A los nacidos en el ’54 nos tocó habitar una zona difusa de bisagra entre la dictadura y la post dictadura. Fuimos los eslabones finales de la generación formada en la matriz cultural de los 60 y los 70, pero destinada a desarrollar lo que se llama una vida literaria sólo bastante más tarde: por lo general, recién en los primeros años de la nueva democracia. Por ello, pensar en estas tres décadas implica para nosotros revisar prácticamente la totalidad de esa vida, marcada por los acontecimientos culturales en los que participamos o de los que fuimos testigos.
El primer año de la restauración democrática nos trajo un premio Cervantes: Ernesto Sabato (1911-2011). Era el segundo argentino en recibirlo, después de Borges (1979) y a él se agregarían dos nombres más: Adolfo Bioy Casares (1990) y Juan Gelman (2007). Más allá de sus méritos literarios, el premio a Sabato implicó también, en el contexto internacional, la celebración de nuestro retorno a la vida institucional de pleno derecho, uno de cuyos emblemas (si no el principal) fue la Conadep, presidida por el escritor.
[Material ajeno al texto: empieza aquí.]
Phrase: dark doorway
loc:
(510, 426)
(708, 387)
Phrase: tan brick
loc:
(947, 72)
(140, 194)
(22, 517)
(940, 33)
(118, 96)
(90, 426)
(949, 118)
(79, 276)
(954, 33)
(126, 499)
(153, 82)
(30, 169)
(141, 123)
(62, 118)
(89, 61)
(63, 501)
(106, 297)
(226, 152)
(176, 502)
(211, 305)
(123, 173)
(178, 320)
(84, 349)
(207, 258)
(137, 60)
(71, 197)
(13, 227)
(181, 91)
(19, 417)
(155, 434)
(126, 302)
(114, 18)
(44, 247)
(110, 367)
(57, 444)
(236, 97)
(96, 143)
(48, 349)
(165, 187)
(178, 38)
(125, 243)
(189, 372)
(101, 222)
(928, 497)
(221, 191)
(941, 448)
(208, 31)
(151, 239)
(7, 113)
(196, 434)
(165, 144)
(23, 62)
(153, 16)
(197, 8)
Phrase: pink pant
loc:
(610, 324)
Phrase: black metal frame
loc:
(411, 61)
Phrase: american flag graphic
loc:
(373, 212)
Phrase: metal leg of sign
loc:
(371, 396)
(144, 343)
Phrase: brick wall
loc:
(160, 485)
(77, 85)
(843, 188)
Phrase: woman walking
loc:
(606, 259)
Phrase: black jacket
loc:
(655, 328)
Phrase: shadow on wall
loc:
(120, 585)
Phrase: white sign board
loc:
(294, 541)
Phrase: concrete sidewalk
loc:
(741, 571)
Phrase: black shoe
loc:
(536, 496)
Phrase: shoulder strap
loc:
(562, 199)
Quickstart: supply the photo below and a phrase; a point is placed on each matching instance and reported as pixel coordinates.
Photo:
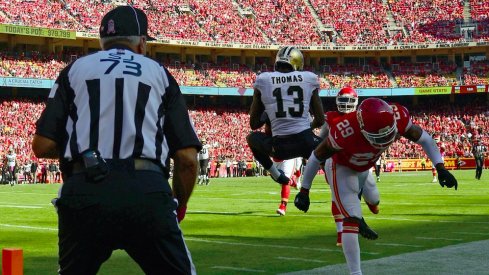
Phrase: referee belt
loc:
(78, 167)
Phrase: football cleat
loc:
(293, 182)
(281, 209)
(338, 240)
(374, 208)
(366, 232)
(282, 179)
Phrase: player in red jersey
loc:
(346, 102)
(353, 145)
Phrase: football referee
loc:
(114, 119)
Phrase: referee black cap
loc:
(125, 21)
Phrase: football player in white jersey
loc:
(204, 161)
(288, 96)
(11, 162)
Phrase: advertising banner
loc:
(433, 91)
(37, 31)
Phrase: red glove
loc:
(181, 211)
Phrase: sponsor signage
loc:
(37, 31)
(26, 82)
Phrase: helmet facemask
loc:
(346, 104)
(383, 137)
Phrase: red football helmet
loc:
(347, 100)
(377, 122)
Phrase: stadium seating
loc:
(270, 21)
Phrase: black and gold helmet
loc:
(292, 56)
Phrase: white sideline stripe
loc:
(300, 259)
(399, 244)
(28, 227)
(420, 220)
(472, 233)
(19, 206)
(466, 258)
(443, 239)
(238, 269)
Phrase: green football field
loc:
(231, 226)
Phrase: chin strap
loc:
(430, 148)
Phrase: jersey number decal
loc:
(298, 101)
(133, 68)
(361, 159)
(345, 129)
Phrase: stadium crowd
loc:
(343, 22)
(225, 129)
(33, 64)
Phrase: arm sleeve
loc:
(429, 146)
(178, 128)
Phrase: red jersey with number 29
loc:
(355, 151)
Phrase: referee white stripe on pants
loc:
(346, 184)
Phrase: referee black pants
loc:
(479, 163)
(128, 210)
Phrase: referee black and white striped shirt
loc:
(121, 103)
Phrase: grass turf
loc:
(231, 226)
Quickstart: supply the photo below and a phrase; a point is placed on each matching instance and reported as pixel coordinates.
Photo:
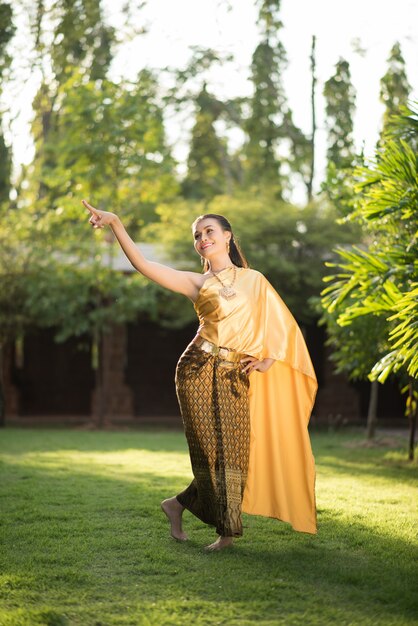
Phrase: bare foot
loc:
(174, 510)
(220, 544)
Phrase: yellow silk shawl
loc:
(281, 474)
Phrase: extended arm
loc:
(186, 283)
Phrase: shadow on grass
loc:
(83, 536)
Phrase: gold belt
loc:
(223, 353)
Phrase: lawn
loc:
(83, 540)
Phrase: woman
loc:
(245, 386)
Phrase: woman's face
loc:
(209, 238)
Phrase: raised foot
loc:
(174, 510)
(220, 544)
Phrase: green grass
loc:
(83, 540)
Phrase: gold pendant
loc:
(227, 292)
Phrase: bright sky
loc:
(340, 28)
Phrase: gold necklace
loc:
(227, 291)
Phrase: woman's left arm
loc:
(255, 364)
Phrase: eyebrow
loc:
(204, 228)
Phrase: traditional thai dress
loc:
(248, 435)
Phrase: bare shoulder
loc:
(197, 280)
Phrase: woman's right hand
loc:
(99, 219)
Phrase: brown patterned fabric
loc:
(213, 398)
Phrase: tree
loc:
(261, 162)
(340, 106)
(355, 350)
(394, 85)
(208, 165)
(7, 30)
(381, 278)
(286, 243)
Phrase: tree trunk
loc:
(2, 398)
(372, 411)
(313, 86)
(98, 414)
(412, 418)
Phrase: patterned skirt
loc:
(213, 399)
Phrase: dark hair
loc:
(235, 253)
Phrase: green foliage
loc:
(275, 145)
(71, 288)
(107, 143)
(394, 85)
(208, 165)
(286, 243)
(81, 39)
(356, 347)
(7, 30)
(340, 106)
(382, 278)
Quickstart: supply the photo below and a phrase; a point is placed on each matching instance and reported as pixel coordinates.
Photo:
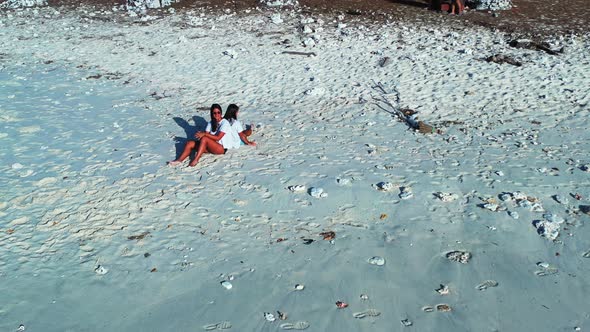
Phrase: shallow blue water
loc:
(55, 124)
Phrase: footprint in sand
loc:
(487, 284)
(302, 325)
(366, 313)
(46, 181)
(217, 326)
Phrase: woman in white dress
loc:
(208, 141)
(238, 132)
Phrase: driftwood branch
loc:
(405, 115)
(534, 46)
(299, 53)
(500, 59)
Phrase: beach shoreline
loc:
(480, 227)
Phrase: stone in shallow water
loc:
(458, 256)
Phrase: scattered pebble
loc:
(218, 326)
(301, 325)
(443, 289)
(384, 186)
(545, 269)
(443, 307)
(101, 270)
(318, 192)
(269, 317)
(406, 193)
(446, 197)
(297, 188)
(368, 312)
(341, 305)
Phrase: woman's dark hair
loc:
(213, 121)
(231, 113)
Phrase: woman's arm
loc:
(217, 137)
(244, 139)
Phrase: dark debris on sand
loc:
(526, 18)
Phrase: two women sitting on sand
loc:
(221, 134)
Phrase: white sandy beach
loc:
(97, 233)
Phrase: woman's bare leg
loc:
(190, 145)
(188, 148)
(207, 146)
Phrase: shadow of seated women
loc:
(190, 130)
(414, 3)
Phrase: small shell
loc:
(446, 197)
(376, 260)
(281, 315)
(341, 305)
(224, 325)
(443, 289)
(318, 192)
(487, 284)
(297, 188)
(269, 317)
(443, 307)
(101, 270)
(384, 186)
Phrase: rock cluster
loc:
(490, 4)
(279, 3)
(23, 3)
(148, 4)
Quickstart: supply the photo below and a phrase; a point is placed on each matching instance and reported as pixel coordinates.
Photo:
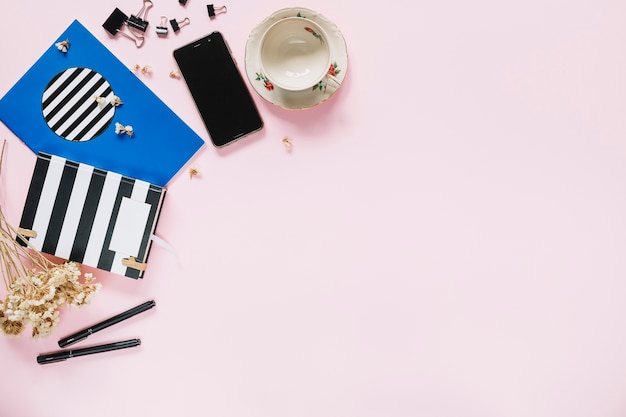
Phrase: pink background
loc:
(446, 238)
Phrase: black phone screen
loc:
(218, 89)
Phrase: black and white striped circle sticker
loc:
(70, 108)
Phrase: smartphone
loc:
(218, 89)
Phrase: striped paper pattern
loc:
(90, 216)
(69, 104)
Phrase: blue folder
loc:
(64, 106)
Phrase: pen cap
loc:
(70, 340)
(43, 359)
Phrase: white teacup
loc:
(295, 55)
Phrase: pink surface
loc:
(446, 237)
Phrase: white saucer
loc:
(289, 99)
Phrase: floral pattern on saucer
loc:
(291, 100)
(334, 71)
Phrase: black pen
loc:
(66, 354)
(80, 335)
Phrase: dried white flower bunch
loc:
(36, 287)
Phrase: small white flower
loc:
(120, 128)
(116, 101)
(100, 100)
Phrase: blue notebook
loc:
(64, 105)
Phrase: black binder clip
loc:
(114, 24)
(162, 28)
(138, 21)
(177, 25)
(215, 10)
Aunque la llamada teoría de los dos demonios haya sido luego discutida con razón, el juicio a las juntas y la investigación de sus crímenes ordenada por Raúl Alfonsín fue sin duda un hito, un procedimiento inédito en Latinoamérica. Si bien parte de la intelectualidad argentina no ha perdonado a Sabato, aunque sí a Borges, el almuerzo con el recién entronizado presidente de facto Videla y le ha enrostrado una presunta indiferencia por la suerte de sus colegas secuestrados, cabe recordar que otro gran escritor, Antonio Di Benedetto, dedicó sus Cuentos del exilio (1983) a Ernesto Sabato y al Premio Nobel Heinrich Böll, quienes, dice, “bregaron por mi libertad en altas instancias”. Así consta en la edición de sus Cuentos completos publicada por Adriana Hidalgo en 2006.
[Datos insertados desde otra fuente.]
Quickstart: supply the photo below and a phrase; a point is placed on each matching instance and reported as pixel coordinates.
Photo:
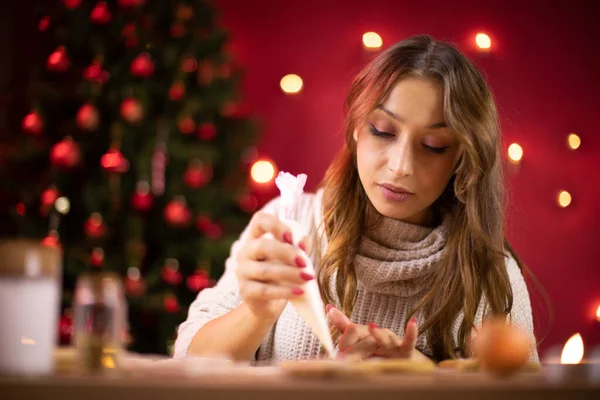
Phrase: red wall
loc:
(542, 70)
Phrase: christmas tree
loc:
(134, 156)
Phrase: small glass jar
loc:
(100, 318)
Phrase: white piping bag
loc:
(309, 305)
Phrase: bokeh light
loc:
(372, 40)
(262, 171)
(515, 152)
(291, 84)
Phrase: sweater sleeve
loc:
(218, 300)
(521, 315)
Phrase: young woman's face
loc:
(405, 153)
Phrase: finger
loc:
(306, 244)
(271, 272)
(263, 222)
(410, 336)
(272, 250)
(337, 318)
(364, 348)
(383, 337)
(351, 335)
(267, 291)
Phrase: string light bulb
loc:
(262, 171)
(291, 84)
(564, 198)
(62, 205)
(483, 41)
(574, 141)
(515, 152)
(372, 41)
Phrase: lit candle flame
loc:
(573, 350)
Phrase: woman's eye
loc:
(435, 150)
(378, 133)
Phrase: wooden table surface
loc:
(269, 383)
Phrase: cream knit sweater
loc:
(389, 260)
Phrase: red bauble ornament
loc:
(65, 329)
(214, 231)
(225, 71)
(177, 30)
(170, 272)
(97, 257)
(203, 223)
(176, 91)
(248, 203)
(113, 161)
(94, 226)
(131, 110)
(71, 4)
(32, 123)
(189, 64)
(88, 117)
(171, 304)
(197, 175)
(58, 60)
(20, 209)
(94, 73)
(142, 199)
(65, 154)
(177, 214)
(134, 284)
(129, 33)
(131, 3)
(184, 13)
(205, 72)
(51, 240)
(49, 196)
(44, 23)
(142, 66)
(100, 13)
(207, 131)
(198, 280)
(186, 125)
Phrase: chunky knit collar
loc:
(393, 255)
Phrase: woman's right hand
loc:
(270, 269)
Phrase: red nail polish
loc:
(306, 277)
(300, 262)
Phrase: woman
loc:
(407, 226)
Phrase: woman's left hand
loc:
(364, 341)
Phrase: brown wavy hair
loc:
(473, 264)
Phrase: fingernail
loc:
(306, 277)
(300, 262)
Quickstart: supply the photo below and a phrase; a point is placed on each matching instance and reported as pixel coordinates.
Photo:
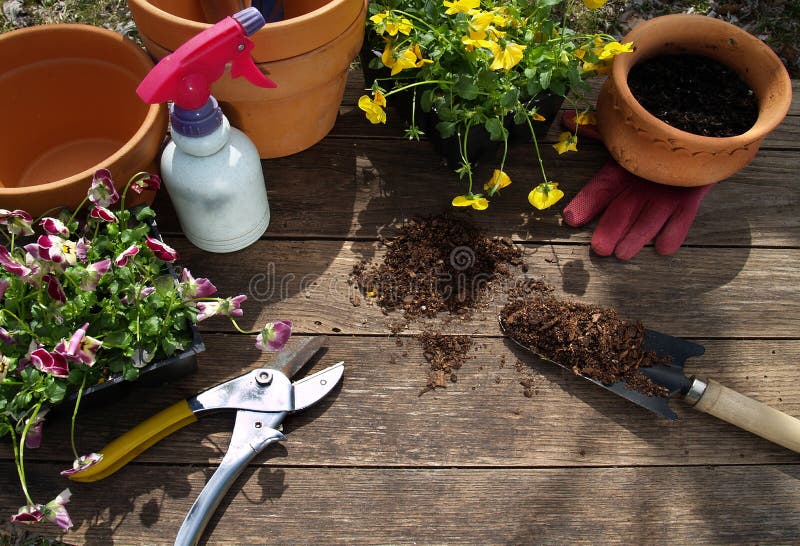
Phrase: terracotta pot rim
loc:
(275, 41)
(622, 65)
(153, 112)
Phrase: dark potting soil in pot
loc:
(593, 341)
(694, 94)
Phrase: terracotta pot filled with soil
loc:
(658, 151)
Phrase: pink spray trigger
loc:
(185, 76)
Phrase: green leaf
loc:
(495, 128)
(145, 213)
(151, 326)
(55, 391)
(446, 128)
(466, 88)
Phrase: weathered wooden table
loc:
(477, 462)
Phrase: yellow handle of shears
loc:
(144, 435)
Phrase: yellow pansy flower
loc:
(586, 118)
(398, 62)
(612, 49)
(418, 54)
(461, 6)
(600, 68)
(506, 57)
(498, 180)
(402, 25)
(379, 17)
(567, 142)
(373, 107)
(545, 195)
(475, 201)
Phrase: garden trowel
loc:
(707, 396)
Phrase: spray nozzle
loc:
(185, 76)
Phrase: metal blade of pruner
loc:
(252, 432)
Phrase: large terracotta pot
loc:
(656, 151)
(69, 107)
(308, 55)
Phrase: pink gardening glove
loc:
(636, 210)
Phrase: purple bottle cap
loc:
(250, 19)
(196, 123)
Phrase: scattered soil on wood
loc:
(437, 264)
(445, 354)
(694, 94)
(591, 340)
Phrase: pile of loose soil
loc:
(593, 341)
(694, 94)
(445, 354)
(436, 264)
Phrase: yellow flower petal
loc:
(498, 180)
(379, 17)
(612, 49)
(586, 118)
(461, 201)
(545, 195)
(567, 142)
(461, 6)
(469, 200)
(507, 57)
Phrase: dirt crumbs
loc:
(437, 264)
(701, 96)
(445, 354)
(591, 340)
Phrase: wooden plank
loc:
(365, 188)
(377, 418)
(698, 292)
(287, 505)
La consagración unánime de Borges, intramuros, como prócer literario indiscutible más allá de las antinomias (algo equivalente a San Martín en la historia patria) fue también un fenómeno posterior al retorno democrático de 1983. Catapultado por reconocimientos internacionales, doctorados honoris causa, citas de Eco y de Foucault y, finalmente, por el ingreso al canon occidental de Harold Bloom, el autor de Ficciones dejó de ser repudiado como cipayo extranjerizante (sic en el lenguaje militante de la época) o vocero de un idealismo decadente. Un buen registro de los debates intelectuales que antes suscitaba en sectores afines al nacionalismo popular o a la izquierda, desde Arturo Jauretche a Juan José Sebreli, puede encontrarse en Anti Borges (1999), compilación comentada de Martín Lafforgue.
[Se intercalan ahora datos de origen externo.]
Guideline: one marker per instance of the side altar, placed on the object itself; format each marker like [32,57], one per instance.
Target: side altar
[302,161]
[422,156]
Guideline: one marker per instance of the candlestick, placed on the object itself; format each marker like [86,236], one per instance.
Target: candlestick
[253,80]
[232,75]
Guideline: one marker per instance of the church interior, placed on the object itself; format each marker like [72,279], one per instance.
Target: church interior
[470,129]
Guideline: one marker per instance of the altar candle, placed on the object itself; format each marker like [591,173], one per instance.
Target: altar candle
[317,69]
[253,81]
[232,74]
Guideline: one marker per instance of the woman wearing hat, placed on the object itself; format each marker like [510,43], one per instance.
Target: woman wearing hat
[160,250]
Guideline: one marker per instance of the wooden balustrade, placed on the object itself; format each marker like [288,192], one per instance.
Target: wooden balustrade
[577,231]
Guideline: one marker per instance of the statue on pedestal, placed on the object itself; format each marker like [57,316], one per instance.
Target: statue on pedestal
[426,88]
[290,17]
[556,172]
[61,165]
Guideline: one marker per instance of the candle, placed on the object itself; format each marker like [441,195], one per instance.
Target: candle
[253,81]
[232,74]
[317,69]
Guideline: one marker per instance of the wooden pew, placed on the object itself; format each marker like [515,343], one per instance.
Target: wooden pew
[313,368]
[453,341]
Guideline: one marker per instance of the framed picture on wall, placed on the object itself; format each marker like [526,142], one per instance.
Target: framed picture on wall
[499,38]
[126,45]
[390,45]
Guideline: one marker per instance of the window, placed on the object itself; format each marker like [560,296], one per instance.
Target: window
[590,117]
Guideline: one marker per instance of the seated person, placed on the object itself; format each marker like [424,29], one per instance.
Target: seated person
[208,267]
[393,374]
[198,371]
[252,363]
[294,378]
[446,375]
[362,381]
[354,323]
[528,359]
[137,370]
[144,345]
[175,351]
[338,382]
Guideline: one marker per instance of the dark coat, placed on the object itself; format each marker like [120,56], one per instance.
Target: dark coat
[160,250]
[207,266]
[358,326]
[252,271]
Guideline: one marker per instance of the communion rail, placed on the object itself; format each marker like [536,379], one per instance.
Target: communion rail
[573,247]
Cómo escribir después de un Borges universal y ubicuo, devenido en inexcusable paradigma, fue uno de los problemas a enfrentar por los autores que lo sucedieron. Hubo marcadas líneas de fuga, como la señalada por Manuel Puig y su original reelaboración del kitsch y la cultura de masas. La presión modélica borgeana (ya derivase en cierto mimetismo adherente o en la rebeldía) parece aligerarse en las últimas camadas de escritores que han comenzado a publicar en el siglo XXI, menos dispuestos, acaso, a cometer un error denunciado por Borges mismo: confundir a un escritor con la literatura.
Otro fenómeno que llevó a picos de notoriedad internacional la narrativa argentina después de la democracia vino (mal que le pesara a Borges) de la mano del peronismo y la nueva novela histórica que lo asumió como objeto preferido: en particular, Tomás Eloy Martínez, con La novela de Perón (1983) y sobre todo con Santa Evita (1995): brillante cruce de géneros (crónica, ensayo, reportaje, ficción pura) que convergen en la novela argentina más traducida, según es fama. La saga peronista y/o sus grandes personajes alimentaron en los últimos treinta años biografías y novelas, entre otras: Eva Perón. La biografía (1995), de Alicia Dujovne Ortiz; Cola de lagartija (1983), y La máscara sarda (2012), de Luisa Valenzuela, Roberto y Eva; Historia de un amor argentino (1989), de Guillermo Saccomanno; La vida por Perón (2004), de Daniel Guebel; Vuelo triunfal (2003), de Miguel Vitagliano, y El campito (2009), de Juan Diego Incardona.
No ya sólo el peronismo, sino la historia nacional en su conjunto, se erigen en verdadero motor de la ficción a partir de la década del 80. Respiración artificial (1980), de Ricardo Piglia; Juanamanuela, mucha mujer (1980), de Martha Mercader, y Río de las congojas (1981), de Libertad Demitrópulos, seguidos por autores como Andrés Rivera (En esta dulce tierra, 1984; La revolución es un sueño eterno, 1987) María Esther de Miguel (Jaque a Paysandú, 1983), Abel Posse (Los perros del paraíso, 1983), Eduardo Belgrano Rawson (Fuegia, 1991), reavivan, con una mirada contemporánea, el cruce fecundo de la historia argentina y latinoamericana con la creación ficcional. De la mano de la historia y su prestigio se introdujo entre nosotros la novela en el siglo XIX (con José Mármol, Vicente Fidel López, Eduarda Mansilla), y hasta hoy el género no ha mostrado señales de agotamiento. En la segunda mitad del siglo XX, antes de su espectacular revival en sus últimas dos décadas, la novela histórica (eje también del boom latinoamericano) había sido cultivada por autores como Abelardo Arias, Manuel Mujica Lainez y Antonio Di Benedetto.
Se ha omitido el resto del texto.